The frangipani tree in front of the main hall existing for over 2 centuries
Giac Luong Pagoda is more than 100 meters away from Hien Luong village entrance. Since the Pagoda is located in the low-lying area of Phong Dien district, traces of the recent floods are still clearly visible on the brick yard and walls. The Pagoda, which has an ancient communal architecture, still persists after the disaster.
Mr. Hai affirmed that visiting the Pagoda did not depend on the weather, so even though the day that we visited the Pagoda was also the time when the entire Central strip of land was in for the storm No. 10, the view inside the Pagoda was still airy and dignified despite the uneven rain.
As Mr. Hai introduces, the 3-storey gate is truly magnificent as compared to the humble ancient Pagoda inside. Mr. Nguyen Duc Thien, who succeeds his father to be responsible for the incense burning at the Pagoda, said that according to the elderly in the village, the Pagoda was built by Mrs. Hoang Thi Phu more than two centuries ago to worship Buddha and the gods. In addition, the builder also intentionally created a worshipping place for the new-land-openers and the first 12 families living in Hien Luong village to remind their descendants of their ancestors.
Mr. Thien emphasized that not many pagodas in Hue have the construction of a three-door gate, not to mention an altar to worship the guardian of the pagoda on the second floor of the gate. According to local people, this altar is very sacred.
Many schools organizing field trips to Giac Luong Pagoda for students
It was fortunate for me to meet with the 80-year-old Aunty Tran Thi Bien, who was born and who grows up in Hien Luong village. She said: “During the war, the Pagoda became a sanctuary for many officials. During the uprising of Mau Than, bombs were scattered throughout the village, but the Pagoda was safe and sound”.
Perhaps due to those good impressions, the Pagoda has received absolutely no funds for refurbishment or restoration for a long time.
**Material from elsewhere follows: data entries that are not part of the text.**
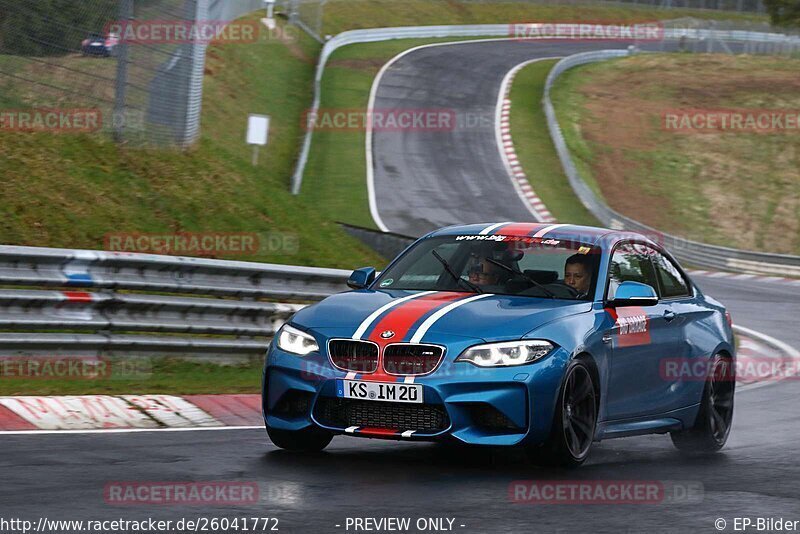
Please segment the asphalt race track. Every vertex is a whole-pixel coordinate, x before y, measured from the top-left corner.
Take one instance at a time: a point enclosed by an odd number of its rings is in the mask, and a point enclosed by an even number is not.
[[[592,48],[462,44],[420,50],[389,69],[378,108],[464,105],[492,117],[472,131],[376,134],[375,187],[389,228],[419,235],[454,222],[530,220],[494,142],[501,80],[522,61]],[[800,287],[697,281],[738,324],[800,347]],[[573,472],[535,467],[516,452],[363,438],[338,437],[323,453],[292,454],[276,450],[263,429],[3,435],[0,517],[277,517],[281,532],[318,534],[347,532],[347,517],[453,518],[454,531],[470,533],[716,532],[714,521],[723,518],[732,531],[735,517],[800,520],[798,396],[796,380],[742,392],[728,445],[713,457],[686,457],[668,437],[645,436],[603,442]],[[660,504],[512,503],[512,481],[534,479],[674,481],[701,492]],[[119,481],[257,482],[260,501],[215,509],[107,504],[104,487]]]

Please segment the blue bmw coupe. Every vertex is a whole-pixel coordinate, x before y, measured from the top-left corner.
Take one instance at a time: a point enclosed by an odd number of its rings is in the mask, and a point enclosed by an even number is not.
[[[728,438],[730,316],[643,235],[452,226],[348,286],[269,348],[263,411],[278,447],[449,440],[577,466],[604,439],[669,433],[712,452]]]

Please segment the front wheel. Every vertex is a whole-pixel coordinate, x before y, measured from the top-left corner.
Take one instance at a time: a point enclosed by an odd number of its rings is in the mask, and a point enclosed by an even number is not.
[[[597,392],[589,365],[573,360],[558,396],[553,430],[544,445],[530,449],[536,463],[578,467],[594,441],[597,426]]]
[[[733,358],[717,354],[706,379],[700,412],[690,428],[670,433],[678,450],[689,453],[716,452],[725,446],[733,421],[736,374]]]
[[[333,434],[316,427],[279,430],[268,426],[267,434],[276,447],[298,452],[319,452],[333,439]]]

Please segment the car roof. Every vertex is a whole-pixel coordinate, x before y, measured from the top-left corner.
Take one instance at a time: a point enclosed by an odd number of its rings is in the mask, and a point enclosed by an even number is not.
[[[530,222],[496,222],[454,225],[435,230],[425,237],[453,235],[509,235],[516,237],[543,237],[547,239],[571,241],[574,243],[585,243],[591,246],[599,245],[602,248],[609,248],[619,241],[628,239],[652,243],[652,240],[646,235],[627,230],[612,230],[609,228],[582,226],[577,224]]]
Offerings and money that people bring for praying on the occasion of Tet are not enough for buying flowers and incense. However, villagers still voluntarily contribute to refurbishing, incense burning, and keeping the Pagoda’s intact.
Mrs. Bien shared: "When I was still healthy and free, I used to sweep the yard. Now that I have been too old, I could not do that anymore; just coming here to enjoy the fresh air can help me feel comfortable and relaxed."
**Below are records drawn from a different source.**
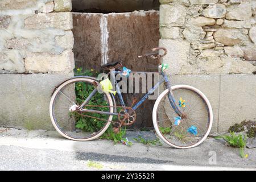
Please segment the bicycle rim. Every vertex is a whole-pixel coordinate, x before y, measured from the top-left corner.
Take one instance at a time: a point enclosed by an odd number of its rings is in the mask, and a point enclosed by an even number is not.
[[[170,104],[168,90],[166,90],[158,98],[153,110],[155,128],[159,136],[172,147],[195,147],[203,142],[210,132],[212,125],[210,104],[201,92],[191,86],[175,86],[173,92],[175,103],[185,117],[179,118]],[[184,105],[179,105],[180,100],[184,101]]]
[[[90,140],[100,136],[109,126],[113,115],[69,111],[72,106],[82,103],[94,89],[95,83],[97,82],[90,78],[73,78],[62,84],[54,92],[50,103],[51,119],[63,136],[75,140]],[[108,93],[97,92],[88,105],[90,106],[83,108],[113,112],[113,101]]]

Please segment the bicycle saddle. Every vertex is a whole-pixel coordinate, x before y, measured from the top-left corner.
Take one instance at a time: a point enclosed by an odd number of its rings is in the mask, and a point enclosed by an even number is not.
[[[101,68],[103,69],[114,69],[114,68],[119,68],[119,67],[122,67],[122,65],[123,65],[123,61],[116,61],[116,62],[109,63],[107,63],[107,64],[105,64],[104,65],[102,65],[101,66]]]

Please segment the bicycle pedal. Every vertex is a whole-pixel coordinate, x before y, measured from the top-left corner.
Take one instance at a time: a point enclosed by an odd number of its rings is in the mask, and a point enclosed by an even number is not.
[[[114,133],[118,133],[120,131],[119,131],[119,127],[114,127],[113,128],[113,131],[114,131]]]

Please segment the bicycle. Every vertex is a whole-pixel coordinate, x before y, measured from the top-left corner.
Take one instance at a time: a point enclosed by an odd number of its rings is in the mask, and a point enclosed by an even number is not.
[[[167,54],[163,47],[143,56],[158,60],[158,72],[163,76],[138,102],[126,106],[118,84],[114,78],[116,92],[121,106],[116,105],[114,92],[104,90],[104,80],[90,76],[75,76],[56,86],[49,105],[51,122],[57,131],[64,137],[78,141],[95,139],[102,135],[113,123],[118,132],[122,126],[129,126],[136,121],[135,110],[150,95],[164,83],[164,90],[158,96],[154,106],[152,121],[158,135],[169,146],[188,148],[201,143],[209,135],[213,122],[213,111],[207,97],[199,89],[187,85],[172,86],[161,64],[161,57]],[[126,68],[122,70],[122,61],[103,66],[108,76],[121,74],[129,76],[134,73]],[[129,71],[127,72],[127,70]],[[108,80],[106,81],[108,81]],[[109,86],[109,85],[107,86]],[[109,89],[112,89],[110,85]],[[102,92],[98,92],[101,90]],[[113,121],[113,119],[117,121]]]

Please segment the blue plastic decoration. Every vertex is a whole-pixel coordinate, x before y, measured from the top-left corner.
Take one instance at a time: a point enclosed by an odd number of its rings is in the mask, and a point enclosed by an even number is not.
[[[123,67],[123,72],[122,73],[122,75],[123,76],[125,76],[127,77],[129,76],[130,73],[131,72],[131,70],[129,69],[128,68],[126,68],[126,67]]]
[[[186,102],[185,101],[182,99],[182,97],[180,98],[180,100],[179,100],[179,106],[180,107],[185,107],[186,106]]]
[[[179,116],[174,118],[174,125],[178,126],[180,121],[181,120],[181,118]]]
[[[197,128],[193,125],[192,125],[187,131],[194,135],[197,134]]]

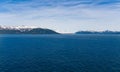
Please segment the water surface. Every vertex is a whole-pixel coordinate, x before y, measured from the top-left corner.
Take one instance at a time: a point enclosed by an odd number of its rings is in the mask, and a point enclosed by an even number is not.
[[[120,35],[0,35],[0,72],[120,72]]]

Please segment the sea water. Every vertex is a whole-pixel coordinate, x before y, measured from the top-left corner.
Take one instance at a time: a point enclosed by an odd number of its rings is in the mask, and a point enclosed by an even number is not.
[[[0,35],[0,72],[120,72],[120,35]]]

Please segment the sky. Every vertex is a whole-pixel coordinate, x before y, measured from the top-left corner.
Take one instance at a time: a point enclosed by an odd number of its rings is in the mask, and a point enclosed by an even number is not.
[[[0,0],[0,25],[120,31],[120,0]]]

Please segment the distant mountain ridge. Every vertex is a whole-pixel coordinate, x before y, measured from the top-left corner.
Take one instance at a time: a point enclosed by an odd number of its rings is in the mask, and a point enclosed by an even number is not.
[[[9,28],[0,27],[0,34],[59,34],[44,28]]]
[[[120,34],[119,31],[102,31],[102,32],[97,32],[97,31],[78,31],[75,34]]]

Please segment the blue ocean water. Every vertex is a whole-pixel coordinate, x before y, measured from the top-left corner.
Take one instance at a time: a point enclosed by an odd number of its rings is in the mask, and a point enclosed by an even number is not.
[[[0,72],[120,72],[120,35],[0,35]]]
According to Mr. Thien, his father, Mr. Nguyen Dac Dinh, had been the former abbot of the Pagoda for many years. When his father passed away five years ago, Thien succeeded his father to be responsible for the incense burning. However, he could not handle this alone. In fact, thanks to the help of local people (sweeping the yard, weeding, planting trees, etc.), the Pagoda’s space is always clean and incense and offerings are not always short of.
Returning to my fatherland after the reunification of the country, I notice more than a dozen of frangipani trees with red and yellow flowers in my garden. Although they are several decades old up to now, only the ancient frangipani tree in Giac Luong Pagoda can impress me.
Located on the right side of the main hall of the Pagoda, the tree has a big stump and many soaring branches that give shade to half of the Pagoda yard. Over time, I wonder how many natural disasters, storms and floods have hit the tree, yet it still firmly persists.
With the quiet and airy space, together with the cultural and historical values, for many years Giac Luong Pagoda has become a field trip destination for students chosen by Head teachers and General Chiefs of the School Young Pioneer Union in Phong Dien district and neighboring localities.
Mr. Nguyen Phi Hung, Head of Education and Training Department of Phong Dien district said: "From Giac Luong Pagoda, we will do research and seek for more educational destinations right in the local area to organize tours for students."